Really. No sarcasm here.
In my last post, I made a comparison of women who give into peer pressure and have sex before they’re ready to women who claim that men have no say in abortion because it’s not “their” body.
My first problem was that I was frustrated and decided to make a short, snappy statement without any support behind it. My motives were that it seems that if you make a long, debating post, no one pays any attention. You know, tl;dr. But that doesn’t mean I should just surrender and post something that could be taken to mean other than what I was thinking in a voice that sounds mocking rather than insightful. I just wanted to get in and get out, make my point, and be done with it. Still, that was very wrong of me, because when you argue that way, all it does is make people angry. My goal with my posts is never, ever to make people angry, but to make them think, and if desired, start an open and nonjudgmental discussion about the issue.
While I was trying to make a point, I was unaware that so many different interpretations of “let themselves be pressured” could be made. Just to clarify - I did not mean rape or date rape or anything where a woman makes it clear that no means no and is forced to anyway, nor was I putting women who are pressured into sex at fault, nor was I saying that women don’t really want to have sex and are just pressured into it constantly.
My second - and probably more severe - problem was that I used a comparison as sensitive as sex. I apologize. But in discussing with others who argued my last post, I have come up with a better comparison.
As I’ve said before, I’ve learned my lesson. So one tl;dr post coming right up!
I continually hear the argument that men should not have any say in the issue of abortion because it is not their body. I find this very ironic, because it seems like, as far as society is concerned, women as a whole do not have very much control over their body anyway. From a very young age, we are told how we’re supposed to look and how we’re supposed to act. Be skinny. Wear a size 0. Don’t eat cake. Drink diet soda or vitamin water. Get a tan. Wear short skirts. Wear this kind of make up and style your hair this way. Pluck your eyebrows and plump your lips. Wear mascara. If you have children past a certain age, you’re being selfish. If you have children before a certain age, you’re a slut. Use tampons instead of pads. If you sleep with too many people, you’re easy. If you don’t sleep with anyone, you’re a prude. Wear heels all of the time. Straighten your hair. If you ever get a gray hair, dye your entire head. Have a boyfriend constantly, or something must be wrong with you. Pierce your ears. But any more than a double piercing is trashy.
Any of these sound familiar to anyone?
The problem is that as a society, we give into these pressures. Look at teen magazines. They’re all about how to be “sexy.” The articles are hardly ever about something other than make-up and wardrobe tips. If you’re over 25, your magazines are going to teach you how to lose weight and have the perfect figure. If this kind of stuff didn’t work on us, we wouldn’t buy these magazines, and they would have to start writing about other things.
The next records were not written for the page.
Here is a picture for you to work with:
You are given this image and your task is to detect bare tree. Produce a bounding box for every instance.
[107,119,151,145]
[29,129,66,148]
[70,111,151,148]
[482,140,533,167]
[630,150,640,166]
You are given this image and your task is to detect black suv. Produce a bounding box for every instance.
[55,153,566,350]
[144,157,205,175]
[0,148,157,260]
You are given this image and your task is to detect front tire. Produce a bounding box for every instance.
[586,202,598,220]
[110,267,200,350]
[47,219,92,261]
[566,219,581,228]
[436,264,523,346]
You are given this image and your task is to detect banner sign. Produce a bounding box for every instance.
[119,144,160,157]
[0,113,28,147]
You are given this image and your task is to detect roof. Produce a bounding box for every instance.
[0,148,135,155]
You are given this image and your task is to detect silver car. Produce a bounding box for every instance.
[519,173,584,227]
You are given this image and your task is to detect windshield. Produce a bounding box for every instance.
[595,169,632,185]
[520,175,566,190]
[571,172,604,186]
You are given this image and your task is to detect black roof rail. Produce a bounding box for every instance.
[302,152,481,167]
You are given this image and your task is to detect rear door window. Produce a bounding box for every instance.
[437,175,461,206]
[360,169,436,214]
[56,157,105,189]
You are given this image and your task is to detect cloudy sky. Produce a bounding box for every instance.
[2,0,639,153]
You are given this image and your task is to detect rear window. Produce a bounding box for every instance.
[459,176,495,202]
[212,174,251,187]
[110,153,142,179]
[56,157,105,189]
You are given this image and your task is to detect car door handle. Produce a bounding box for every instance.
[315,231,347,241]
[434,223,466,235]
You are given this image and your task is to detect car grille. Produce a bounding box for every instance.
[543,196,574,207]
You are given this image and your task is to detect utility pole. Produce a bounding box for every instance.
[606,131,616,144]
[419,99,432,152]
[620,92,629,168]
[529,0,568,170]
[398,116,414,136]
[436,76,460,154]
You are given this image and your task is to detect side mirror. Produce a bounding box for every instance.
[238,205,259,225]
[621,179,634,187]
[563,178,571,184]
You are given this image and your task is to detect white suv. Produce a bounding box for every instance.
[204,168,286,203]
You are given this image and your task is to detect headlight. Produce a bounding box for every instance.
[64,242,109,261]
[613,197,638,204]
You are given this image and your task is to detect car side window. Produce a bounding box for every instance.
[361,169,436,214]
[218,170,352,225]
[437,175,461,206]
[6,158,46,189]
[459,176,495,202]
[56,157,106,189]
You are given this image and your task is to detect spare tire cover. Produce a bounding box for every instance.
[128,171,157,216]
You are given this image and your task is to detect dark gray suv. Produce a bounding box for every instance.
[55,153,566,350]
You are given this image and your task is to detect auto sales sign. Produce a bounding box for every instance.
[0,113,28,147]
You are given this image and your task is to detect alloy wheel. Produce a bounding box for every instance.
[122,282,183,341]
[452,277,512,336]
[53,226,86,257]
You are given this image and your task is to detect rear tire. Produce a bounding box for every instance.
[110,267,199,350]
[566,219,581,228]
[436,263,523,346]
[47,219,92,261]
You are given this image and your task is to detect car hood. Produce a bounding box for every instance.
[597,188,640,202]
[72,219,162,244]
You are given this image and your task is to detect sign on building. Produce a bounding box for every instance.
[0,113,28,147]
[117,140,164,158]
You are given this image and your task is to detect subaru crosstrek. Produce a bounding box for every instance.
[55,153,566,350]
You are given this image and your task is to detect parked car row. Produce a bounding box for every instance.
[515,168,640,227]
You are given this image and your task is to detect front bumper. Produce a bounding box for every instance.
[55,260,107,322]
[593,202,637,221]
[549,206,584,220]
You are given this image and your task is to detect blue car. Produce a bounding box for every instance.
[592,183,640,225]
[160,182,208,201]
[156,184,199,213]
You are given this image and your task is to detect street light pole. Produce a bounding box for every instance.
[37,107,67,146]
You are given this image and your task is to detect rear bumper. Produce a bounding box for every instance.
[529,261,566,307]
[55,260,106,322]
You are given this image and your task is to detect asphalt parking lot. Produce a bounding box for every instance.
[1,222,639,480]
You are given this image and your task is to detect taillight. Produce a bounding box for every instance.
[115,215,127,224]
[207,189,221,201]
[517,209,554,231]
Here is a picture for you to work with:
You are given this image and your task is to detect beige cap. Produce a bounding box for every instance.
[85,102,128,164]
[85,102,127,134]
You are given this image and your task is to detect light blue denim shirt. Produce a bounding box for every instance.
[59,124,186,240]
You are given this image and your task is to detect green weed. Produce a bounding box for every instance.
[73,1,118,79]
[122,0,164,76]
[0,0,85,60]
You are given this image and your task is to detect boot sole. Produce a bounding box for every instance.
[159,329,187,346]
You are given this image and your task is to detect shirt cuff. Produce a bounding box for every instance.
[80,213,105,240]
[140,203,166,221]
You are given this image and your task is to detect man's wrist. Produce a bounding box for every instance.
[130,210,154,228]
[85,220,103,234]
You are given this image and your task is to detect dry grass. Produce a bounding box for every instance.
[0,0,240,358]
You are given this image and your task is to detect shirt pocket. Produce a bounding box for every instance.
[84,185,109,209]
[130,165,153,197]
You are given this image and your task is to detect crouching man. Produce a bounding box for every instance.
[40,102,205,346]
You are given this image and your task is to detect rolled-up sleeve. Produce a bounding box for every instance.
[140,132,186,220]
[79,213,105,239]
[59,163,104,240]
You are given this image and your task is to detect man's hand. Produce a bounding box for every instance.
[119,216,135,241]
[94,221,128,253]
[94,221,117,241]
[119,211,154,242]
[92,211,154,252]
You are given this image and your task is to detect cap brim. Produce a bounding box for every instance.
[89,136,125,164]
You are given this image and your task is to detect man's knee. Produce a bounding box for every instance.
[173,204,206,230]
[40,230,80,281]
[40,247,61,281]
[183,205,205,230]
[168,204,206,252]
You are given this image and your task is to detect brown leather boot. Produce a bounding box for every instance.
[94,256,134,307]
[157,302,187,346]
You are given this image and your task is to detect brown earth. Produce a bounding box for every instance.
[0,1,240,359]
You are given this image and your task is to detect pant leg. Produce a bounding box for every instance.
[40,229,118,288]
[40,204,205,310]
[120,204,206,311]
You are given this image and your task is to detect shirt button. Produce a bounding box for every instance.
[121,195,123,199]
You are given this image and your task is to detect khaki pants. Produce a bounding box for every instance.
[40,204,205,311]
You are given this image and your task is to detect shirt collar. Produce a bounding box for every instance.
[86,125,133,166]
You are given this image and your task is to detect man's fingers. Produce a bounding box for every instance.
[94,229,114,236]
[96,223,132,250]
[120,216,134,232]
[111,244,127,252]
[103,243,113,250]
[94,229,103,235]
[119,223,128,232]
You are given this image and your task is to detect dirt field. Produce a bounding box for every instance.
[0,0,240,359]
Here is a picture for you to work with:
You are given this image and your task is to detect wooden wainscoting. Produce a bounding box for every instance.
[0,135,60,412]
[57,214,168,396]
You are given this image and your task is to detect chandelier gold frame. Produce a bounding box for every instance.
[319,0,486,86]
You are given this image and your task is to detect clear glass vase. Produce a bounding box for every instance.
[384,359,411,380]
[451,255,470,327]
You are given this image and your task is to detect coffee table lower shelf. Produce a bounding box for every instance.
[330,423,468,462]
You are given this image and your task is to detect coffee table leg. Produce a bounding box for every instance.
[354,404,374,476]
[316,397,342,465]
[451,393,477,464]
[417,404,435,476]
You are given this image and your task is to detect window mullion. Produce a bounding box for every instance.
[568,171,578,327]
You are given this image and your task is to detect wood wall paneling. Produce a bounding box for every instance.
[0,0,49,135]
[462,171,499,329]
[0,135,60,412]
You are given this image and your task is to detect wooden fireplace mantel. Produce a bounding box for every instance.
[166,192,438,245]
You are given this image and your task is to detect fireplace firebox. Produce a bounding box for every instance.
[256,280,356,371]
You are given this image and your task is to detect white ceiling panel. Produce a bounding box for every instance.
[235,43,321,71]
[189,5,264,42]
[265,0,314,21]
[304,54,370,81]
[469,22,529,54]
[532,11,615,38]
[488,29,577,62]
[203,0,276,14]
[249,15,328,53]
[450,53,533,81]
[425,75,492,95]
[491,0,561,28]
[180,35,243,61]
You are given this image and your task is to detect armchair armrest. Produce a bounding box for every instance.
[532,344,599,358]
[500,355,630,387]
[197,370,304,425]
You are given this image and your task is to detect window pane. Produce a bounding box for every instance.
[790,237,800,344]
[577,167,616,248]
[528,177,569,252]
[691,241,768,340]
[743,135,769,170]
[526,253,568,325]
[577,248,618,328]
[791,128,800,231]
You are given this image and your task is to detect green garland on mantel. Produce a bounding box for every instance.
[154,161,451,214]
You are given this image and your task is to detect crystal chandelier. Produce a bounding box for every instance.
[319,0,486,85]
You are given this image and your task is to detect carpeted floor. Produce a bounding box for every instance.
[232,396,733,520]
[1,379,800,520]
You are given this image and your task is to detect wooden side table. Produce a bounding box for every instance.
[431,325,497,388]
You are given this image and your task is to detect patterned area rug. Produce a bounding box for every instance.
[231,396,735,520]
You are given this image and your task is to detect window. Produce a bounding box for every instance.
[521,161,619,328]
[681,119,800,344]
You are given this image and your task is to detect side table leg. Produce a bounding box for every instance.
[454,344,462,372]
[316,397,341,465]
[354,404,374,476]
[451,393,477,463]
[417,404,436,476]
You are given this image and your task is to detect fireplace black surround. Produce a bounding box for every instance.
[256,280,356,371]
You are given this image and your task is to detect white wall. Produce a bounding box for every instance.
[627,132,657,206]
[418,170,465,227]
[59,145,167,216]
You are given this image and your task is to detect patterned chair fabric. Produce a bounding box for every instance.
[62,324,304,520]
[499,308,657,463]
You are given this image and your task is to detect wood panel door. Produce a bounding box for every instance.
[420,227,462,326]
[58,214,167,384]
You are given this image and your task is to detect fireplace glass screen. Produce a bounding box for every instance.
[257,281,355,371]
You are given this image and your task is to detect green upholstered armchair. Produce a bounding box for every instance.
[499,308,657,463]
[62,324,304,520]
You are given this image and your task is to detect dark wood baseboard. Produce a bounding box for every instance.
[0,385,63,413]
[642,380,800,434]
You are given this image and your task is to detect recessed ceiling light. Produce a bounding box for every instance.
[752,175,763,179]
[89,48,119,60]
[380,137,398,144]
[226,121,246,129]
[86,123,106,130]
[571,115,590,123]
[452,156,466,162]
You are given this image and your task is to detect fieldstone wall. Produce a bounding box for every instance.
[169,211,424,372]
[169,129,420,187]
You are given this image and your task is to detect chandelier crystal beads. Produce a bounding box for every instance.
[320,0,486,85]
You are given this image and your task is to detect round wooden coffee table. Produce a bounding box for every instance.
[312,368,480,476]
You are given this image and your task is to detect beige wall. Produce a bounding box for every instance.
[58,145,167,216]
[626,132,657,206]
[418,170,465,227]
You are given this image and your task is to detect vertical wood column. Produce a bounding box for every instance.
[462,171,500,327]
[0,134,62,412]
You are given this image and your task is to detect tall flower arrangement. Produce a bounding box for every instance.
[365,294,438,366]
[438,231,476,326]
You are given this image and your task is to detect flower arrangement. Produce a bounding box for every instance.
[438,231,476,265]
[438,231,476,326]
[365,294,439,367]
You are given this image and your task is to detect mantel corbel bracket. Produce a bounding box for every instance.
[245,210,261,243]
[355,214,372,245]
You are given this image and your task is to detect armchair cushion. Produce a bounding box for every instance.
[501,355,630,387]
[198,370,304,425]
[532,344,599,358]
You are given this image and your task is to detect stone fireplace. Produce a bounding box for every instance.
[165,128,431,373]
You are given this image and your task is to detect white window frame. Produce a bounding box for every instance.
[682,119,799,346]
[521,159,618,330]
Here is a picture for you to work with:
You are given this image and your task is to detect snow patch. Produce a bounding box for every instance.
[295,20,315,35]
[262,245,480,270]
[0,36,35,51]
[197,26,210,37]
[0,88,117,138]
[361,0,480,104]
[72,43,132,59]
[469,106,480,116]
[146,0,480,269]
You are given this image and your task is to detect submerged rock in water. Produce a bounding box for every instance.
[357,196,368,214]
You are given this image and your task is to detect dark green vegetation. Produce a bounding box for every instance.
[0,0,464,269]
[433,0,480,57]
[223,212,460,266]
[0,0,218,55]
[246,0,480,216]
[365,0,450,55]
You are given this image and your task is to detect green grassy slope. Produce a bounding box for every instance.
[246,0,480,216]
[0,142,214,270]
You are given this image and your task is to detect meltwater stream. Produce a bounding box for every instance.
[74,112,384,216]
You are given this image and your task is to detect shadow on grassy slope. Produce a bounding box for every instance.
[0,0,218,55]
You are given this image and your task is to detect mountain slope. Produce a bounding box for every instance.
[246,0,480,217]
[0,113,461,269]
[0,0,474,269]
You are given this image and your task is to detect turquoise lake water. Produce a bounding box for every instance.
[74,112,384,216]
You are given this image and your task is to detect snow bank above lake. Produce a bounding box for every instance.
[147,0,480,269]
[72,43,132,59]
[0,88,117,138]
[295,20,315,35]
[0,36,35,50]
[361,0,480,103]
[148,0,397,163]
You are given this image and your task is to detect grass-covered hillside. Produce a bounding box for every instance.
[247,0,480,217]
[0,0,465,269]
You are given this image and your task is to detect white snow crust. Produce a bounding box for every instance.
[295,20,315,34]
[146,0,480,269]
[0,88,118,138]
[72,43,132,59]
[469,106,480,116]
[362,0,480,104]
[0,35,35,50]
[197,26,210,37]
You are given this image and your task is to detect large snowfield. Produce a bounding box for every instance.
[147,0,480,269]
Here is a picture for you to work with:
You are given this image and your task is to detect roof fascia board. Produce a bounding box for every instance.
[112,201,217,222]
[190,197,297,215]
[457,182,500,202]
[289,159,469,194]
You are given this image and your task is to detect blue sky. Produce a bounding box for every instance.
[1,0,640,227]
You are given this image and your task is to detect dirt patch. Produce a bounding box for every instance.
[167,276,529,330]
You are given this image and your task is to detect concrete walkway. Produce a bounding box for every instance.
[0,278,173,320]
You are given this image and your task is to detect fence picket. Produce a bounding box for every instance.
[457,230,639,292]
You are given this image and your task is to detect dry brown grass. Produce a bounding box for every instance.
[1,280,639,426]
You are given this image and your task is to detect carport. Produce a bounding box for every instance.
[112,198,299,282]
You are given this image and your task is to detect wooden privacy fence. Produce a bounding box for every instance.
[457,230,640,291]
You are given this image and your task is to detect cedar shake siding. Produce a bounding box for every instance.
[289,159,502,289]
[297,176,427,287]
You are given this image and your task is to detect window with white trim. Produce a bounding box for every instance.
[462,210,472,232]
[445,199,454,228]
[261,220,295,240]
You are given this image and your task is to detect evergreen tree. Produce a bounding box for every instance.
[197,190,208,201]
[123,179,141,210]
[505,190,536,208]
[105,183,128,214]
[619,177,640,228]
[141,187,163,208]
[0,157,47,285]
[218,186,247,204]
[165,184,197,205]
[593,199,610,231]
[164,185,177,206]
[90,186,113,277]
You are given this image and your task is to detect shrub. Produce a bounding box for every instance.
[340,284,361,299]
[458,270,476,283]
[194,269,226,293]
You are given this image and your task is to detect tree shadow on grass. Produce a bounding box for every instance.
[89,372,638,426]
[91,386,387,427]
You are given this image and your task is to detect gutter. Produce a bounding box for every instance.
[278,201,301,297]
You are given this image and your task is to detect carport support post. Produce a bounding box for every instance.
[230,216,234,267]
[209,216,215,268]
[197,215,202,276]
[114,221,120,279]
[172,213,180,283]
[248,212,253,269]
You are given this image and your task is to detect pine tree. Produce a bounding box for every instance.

None of this is to say that I’m somehow not at fault. While I don’t buy the magazines, I exercise three times a week - I was not initially motivated because I wanted to be healthy, but because I gained the freshman five and it freaked me out. Even with the freshman five, I was still 15 pounds underweight, yet I felt like I had to lose it. I refuse to leave the house without make-up. Society absolutely has a say in my body, and even though I don’t know how to get around it and break free from the pressure, I know that it’s a bad thing.
The ironic thing to me, though, is that many women will agree that men are not allowed to state their opinion about abortion. They say it’s their body and men should not get any say. At the same time, women are constantly being told by society - and you know that society is heavily influenced by what men think of them - how to look and what to do to their body.
While I would argue that abortion is different because it is, in fact, neither the man or the woman’s body, but the baby’s body, the concept is still there. It’s unfair that men are able to hold such a say over women, except for in an issue that men - fathers - need to have a say in.
Again, I apologize for how crude my last post was. I hope this more accurately expresses the point I was trying to get across before.